Two other transcription factors have been identified that interact with OCT4: the forkhead transcription factor FOXD3 and the Sry-related factor SOX2. FOXD3 is expressed in the blastocyst and later in the post-implantation egg cylinder epiblast. FOXD3 physically interacts with OCT4 to activate the ostopontin enhancer, which is expressed in ESCs (Guo et al., Proc. Natl. Acad. Sci. U.S.A. 99:3663-3667, 2002). Sox2 is expressed in ESCs as well as in multipotent embryonic and extra-embryonic lineages. Disrupting Sox2 results in pre-implantation embryonic lethality (Avilion et al., Genes Dev. 17:126-140, 2003). Sox2 was identified as a co-factor of OCT4 for activating FGF4, which is restrictively expressed in undifferentiated ESCs, and is essential for post-implantation mouse development and limb patterning and growth (Yuan et al., Genes Dev. 9:2635-2645, 1995). Transcriptional regulation of NANOG itself is also regulated by OCT4 and SOX2 (Rodda et al., J. Biol. Chem. 280: 24731-24737, 2005). Another OCT4 and SOX2 co-regulated gene is the ESC-specific transcription factor UTF1 (Nishimoto et al., Mol. Cell. Biol. 19:5453-5465, 1999). Taken together, these studies suggest that the SOX2-OCT4 complex is at the apex of a regulatory hierarchy of the “pluripotency genetic regulatory network”.

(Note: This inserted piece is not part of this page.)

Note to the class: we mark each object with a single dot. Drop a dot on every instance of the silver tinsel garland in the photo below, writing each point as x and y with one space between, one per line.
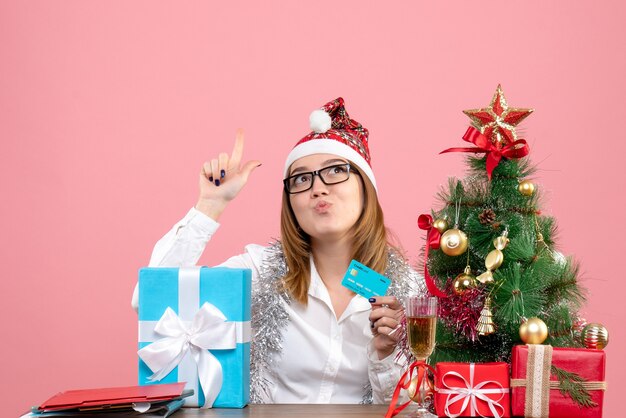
269 317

FIG. 1 shows transcription factors involved in controlling self-renewal by repressing early lineage commitment.
In summary, ESC identity is determined by cell-intrinsic transcription factors that need to be expressed at particular levels in order to function appropriately. However, the molecular basis of the regulation of pluripotency and early lineage commitment of hESCs is still poorly understood. Additional intrinsic pathway-specific transcription factors presumably exist that maintain expression of the thousands of genes that are expressed in ESCs and control different types of renewal and differentiation pathways. Understanding how hESCs maintain their pluripotency and self-renewal and execute precise differentiation programs will require extending our understanding of the transcriptional regulatory hierarchy of hESC function, including identifying new intrinsic transcription factors.